L’approche pédagogique de l’éducation à la démocratie de Charlene O’Hanley’s est aussi unique que le contexte dans lequel elle enseigne.

Enseignante depuis 30 ans, O’Hanley a récemment pris sa retraite avant de retourner dans l’école où elle avait enseigné pendant deux décennies, un centre d’éducation aux adultes d’anglais langue seconde à Lachute, au Québec.

Lachute, une ville dont la population est majoritairement anglophone, est l’une des régions du Canada où les revenus sont les plus faibles et où le taux de diplomation secondaire est l’un des plus bas au pays.

Les élèves de O’Hanley proviennent de différents horizons et elle leur donne toutes les chances de développer leur sentiment du pouvoir d’action.

« Je suis de nature très optimiste et j’espère que ces élèves, qui viennent de milieux défavorisés, qui ont eu recours à l’aide sociale et qui n’ont pas beaucoup rêvé ou pensé qu’ils pourraient atteindre leurs objectifs, viendront dans cette petite école, se découvriront une passion pour quelque chose et réaliseront qu’ils peuvent faire une différence », explique-t-elle.

O’Hanley est fière d’une récente réalisation menée par ses élèves, la création de l’Alliance Gray-Straight, qui s’accompagnera d’un local que les élèves pourront utiliser, grâce au financement d’une petite subvention. « Nous avons rédigé une belle proposition sur ce que nous voulions pour notre école et nous venons d’apprendre que notre demande avait été acceptée, ce qui nous réjouit beaucoup », raconte-t-elle.

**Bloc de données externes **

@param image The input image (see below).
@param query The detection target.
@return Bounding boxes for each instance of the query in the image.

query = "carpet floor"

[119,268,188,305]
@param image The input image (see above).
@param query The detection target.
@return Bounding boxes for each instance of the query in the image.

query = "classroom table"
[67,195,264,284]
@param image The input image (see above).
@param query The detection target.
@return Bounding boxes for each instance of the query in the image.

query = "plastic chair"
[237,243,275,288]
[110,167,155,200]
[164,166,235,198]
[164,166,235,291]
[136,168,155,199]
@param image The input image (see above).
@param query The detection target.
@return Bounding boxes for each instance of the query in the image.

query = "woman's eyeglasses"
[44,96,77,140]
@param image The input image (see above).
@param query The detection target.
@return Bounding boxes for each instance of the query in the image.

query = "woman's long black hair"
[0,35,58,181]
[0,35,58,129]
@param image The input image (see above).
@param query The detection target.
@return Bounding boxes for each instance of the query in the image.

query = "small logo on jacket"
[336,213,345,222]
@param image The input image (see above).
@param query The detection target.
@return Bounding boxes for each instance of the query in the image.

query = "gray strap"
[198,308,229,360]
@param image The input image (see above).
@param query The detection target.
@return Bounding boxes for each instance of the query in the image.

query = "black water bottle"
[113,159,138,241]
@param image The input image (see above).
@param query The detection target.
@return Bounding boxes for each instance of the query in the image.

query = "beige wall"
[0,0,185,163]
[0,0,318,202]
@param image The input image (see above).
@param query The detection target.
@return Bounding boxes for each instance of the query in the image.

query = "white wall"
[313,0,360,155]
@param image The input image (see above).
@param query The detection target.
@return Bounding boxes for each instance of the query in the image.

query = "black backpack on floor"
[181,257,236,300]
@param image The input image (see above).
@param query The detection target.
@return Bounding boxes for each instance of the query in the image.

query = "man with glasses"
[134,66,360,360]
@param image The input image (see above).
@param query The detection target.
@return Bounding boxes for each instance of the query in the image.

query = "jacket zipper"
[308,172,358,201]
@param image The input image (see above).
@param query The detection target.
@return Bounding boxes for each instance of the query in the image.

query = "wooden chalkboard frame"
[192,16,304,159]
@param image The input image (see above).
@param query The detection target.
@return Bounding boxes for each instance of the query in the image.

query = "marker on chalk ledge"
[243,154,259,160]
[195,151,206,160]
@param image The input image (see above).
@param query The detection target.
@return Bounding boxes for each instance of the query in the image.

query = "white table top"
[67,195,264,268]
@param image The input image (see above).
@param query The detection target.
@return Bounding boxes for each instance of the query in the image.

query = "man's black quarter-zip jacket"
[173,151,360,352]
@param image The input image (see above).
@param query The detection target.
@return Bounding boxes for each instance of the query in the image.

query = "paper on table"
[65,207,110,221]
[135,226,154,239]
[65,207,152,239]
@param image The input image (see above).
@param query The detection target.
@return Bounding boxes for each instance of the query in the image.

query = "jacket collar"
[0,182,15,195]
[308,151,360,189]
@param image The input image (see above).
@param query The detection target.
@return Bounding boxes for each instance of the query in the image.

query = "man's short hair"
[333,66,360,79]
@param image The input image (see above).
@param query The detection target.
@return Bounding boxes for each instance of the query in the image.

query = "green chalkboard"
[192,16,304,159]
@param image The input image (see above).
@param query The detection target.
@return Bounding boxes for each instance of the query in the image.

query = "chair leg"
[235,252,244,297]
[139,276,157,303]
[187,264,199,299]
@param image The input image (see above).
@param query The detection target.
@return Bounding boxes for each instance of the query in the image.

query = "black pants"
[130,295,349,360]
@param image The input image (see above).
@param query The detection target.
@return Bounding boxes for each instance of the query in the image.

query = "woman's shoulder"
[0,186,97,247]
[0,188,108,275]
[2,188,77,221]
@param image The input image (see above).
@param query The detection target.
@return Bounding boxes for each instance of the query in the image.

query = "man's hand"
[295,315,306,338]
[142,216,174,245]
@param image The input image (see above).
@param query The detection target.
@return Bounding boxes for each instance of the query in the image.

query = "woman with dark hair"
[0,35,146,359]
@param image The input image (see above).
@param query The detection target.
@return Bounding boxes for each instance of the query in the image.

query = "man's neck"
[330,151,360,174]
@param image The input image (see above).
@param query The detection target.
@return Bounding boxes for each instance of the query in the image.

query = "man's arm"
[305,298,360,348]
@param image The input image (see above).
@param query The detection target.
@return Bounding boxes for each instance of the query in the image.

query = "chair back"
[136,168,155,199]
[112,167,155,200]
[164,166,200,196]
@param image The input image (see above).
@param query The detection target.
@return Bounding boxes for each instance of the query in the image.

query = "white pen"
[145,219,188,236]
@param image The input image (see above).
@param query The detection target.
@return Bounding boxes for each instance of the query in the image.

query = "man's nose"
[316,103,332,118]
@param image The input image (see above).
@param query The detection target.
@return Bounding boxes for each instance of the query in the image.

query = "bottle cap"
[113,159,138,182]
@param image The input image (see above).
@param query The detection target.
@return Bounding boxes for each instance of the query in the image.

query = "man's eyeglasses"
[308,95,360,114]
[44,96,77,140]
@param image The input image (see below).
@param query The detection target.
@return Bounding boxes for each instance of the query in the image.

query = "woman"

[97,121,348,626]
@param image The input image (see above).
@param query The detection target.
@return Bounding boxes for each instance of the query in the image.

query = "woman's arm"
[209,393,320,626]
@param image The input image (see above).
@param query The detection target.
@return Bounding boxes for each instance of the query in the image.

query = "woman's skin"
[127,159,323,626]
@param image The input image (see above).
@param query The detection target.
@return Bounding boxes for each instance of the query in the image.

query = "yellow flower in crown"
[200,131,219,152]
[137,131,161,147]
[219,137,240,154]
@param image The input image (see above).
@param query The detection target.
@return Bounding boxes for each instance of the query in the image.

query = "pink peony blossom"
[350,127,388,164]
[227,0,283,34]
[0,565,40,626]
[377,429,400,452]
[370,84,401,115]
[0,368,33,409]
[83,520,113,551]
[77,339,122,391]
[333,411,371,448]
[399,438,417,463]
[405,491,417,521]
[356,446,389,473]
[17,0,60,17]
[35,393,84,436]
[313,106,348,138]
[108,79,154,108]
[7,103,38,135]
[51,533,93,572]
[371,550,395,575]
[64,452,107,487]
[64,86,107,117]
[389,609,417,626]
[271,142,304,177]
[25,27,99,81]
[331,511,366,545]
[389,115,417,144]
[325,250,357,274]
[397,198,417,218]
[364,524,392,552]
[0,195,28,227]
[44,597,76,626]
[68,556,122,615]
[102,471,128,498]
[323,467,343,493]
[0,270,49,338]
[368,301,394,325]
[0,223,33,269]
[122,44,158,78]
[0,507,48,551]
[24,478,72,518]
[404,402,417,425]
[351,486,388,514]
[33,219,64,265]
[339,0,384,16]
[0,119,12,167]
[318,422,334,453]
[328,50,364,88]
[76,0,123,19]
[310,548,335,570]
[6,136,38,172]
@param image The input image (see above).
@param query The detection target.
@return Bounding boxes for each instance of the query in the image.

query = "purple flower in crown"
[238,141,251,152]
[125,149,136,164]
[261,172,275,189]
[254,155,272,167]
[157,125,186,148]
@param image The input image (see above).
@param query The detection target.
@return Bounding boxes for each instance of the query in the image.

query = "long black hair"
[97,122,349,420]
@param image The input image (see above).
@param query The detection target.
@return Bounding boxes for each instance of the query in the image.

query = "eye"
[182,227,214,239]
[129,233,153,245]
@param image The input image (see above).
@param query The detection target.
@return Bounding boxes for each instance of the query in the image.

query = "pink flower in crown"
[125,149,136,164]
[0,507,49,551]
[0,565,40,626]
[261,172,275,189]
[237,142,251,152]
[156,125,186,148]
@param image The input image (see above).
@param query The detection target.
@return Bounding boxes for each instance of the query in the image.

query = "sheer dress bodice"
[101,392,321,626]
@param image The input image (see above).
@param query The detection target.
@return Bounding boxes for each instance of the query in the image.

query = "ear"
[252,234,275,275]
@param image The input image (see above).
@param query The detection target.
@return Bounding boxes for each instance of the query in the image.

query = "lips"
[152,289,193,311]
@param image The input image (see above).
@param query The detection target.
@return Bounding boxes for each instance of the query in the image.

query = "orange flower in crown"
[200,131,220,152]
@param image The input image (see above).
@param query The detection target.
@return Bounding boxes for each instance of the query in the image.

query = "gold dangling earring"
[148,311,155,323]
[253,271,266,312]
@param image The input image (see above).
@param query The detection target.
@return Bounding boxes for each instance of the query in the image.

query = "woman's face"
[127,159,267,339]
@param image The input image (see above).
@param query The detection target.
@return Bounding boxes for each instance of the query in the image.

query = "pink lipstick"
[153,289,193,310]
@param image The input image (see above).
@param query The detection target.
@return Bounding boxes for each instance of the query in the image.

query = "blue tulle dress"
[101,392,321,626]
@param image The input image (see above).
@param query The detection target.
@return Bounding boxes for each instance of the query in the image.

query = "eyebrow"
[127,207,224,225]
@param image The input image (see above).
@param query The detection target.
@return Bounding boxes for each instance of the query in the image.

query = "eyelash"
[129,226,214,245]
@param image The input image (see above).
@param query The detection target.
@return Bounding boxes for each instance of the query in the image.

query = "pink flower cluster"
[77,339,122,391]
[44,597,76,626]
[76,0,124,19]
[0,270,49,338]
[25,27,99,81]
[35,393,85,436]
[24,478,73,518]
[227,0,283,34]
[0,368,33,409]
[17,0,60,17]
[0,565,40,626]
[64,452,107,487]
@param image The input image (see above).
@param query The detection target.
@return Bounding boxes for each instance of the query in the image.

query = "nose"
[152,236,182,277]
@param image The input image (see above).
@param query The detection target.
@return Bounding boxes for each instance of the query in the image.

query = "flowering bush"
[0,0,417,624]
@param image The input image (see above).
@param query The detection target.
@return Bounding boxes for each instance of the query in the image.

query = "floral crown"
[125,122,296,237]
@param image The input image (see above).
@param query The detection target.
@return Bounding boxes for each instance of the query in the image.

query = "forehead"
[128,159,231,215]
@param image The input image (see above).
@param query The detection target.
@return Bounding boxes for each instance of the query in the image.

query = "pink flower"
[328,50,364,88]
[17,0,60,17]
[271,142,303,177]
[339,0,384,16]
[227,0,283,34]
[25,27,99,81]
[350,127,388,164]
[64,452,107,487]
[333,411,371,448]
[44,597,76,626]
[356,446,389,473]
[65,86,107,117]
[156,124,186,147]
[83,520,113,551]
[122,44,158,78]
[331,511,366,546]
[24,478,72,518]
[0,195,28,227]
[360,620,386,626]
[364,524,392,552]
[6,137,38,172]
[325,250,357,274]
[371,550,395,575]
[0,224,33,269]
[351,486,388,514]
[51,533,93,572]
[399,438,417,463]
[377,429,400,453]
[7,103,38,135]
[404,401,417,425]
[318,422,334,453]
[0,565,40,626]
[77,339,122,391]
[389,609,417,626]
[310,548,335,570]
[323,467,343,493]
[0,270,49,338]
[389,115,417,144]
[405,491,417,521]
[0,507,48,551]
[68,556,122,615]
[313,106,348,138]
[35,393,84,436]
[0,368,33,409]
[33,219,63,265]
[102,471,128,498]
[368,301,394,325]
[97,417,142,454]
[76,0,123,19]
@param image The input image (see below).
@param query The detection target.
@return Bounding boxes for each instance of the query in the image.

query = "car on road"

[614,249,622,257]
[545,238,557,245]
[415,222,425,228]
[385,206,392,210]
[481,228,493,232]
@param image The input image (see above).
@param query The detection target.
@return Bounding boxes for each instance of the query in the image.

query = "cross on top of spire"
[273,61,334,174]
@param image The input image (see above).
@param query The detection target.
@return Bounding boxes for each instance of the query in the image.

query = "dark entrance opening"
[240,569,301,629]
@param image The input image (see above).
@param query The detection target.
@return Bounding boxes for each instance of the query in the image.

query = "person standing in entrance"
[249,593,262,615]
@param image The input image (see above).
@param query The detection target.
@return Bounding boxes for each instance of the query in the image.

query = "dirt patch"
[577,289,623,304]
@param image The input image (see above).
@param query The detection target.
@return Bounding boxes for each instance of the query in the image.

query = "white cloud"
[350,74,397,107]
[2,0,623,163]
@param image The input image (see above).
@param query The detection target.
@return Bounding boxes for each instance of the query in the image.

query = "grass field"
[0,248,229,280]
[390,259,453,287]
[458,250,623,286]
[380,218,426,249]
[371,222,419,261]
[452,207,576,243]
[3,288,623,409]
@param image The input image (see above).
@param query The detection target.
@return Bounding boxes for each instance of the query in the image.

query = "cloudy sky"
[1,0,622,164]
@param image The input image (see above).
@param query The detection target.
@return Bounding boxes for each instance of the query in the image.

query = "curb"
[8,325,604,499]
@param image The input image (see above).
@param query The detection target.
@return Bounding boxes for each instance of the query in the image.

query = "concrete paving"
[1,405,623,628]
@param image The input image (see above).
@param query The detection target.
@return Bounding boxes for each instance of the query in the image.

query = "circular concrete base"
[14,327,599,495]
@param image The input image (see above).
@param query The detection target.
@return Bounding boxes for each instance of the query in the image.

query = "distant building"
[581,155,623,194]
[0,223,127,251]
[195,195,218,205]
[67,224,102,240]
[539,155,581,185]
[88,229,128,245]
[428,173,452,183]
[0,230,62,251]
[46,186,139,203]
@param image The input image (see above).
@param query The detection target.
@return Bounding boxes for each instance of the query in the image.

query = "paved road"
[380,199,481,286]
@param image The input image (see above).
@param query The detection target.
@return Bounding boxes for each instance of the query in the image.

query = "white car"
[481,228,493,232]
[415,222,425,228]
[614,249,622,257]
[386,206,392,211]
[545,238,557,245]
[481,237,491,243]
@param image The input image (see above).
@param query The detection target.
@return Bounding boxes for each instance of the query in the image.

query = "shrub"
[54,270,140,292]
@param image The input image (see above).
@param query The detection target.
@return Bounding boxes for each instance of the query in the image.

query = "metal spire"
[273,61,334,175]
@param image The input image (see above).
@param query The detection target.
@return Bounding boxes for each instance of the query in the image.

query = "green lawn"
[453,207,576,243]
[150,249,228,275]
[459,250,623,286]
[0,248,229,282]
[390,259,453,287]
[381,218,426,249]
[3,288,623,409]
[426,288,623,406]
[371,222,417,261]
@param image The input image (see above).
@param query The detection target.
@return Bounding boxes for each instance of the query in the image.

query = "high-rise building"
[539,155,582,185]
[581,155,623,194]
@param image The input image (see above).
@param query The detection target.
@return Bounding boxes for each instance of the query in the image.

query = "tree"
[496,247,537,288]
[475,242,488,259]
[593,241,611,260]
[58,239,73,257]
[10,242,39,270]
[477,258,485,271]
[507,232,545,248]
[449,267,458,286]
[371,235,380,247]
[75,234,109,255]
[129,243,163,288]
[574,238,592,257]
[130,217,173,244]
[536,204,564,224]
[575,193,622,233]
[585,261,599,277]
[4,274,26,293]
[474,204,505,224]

Le Centre de développement des compétences (CDC) de Lachute est un petit centre, comptant seulement deux enseignant.e.s et 30 élèves, dont l’âge varie de 16 ans à plus de 60 ans. O’Hanley est probablement la seule enseignante qui peut dire qu’elle a eu une grand-mère et une petite-fille dans sa classe… en même temps!

Dans les dernières années, elle a constaté un changement dans l’âge de ses élèves. Il y a de moins en moins d’adultes plus âgé.e.s qui reviennent pour obtenir leur diplôme d’étude secondaire, mais de plus en plus d’adolescent.e.s qui s’inscrivent, car iels n’ont pas réussi à s’épanouir dans le système régulier.

« Maintenant, il s’agit davantage d’une école alternative », dit-elle. « L’éducation aux adultes attire beaucoup d’élèves artistiques. J’ai plusieurs auteurs et musiciens, et de vrais artistes. Pour une raison ou une autre, ils n’entraient pas dans le moule. »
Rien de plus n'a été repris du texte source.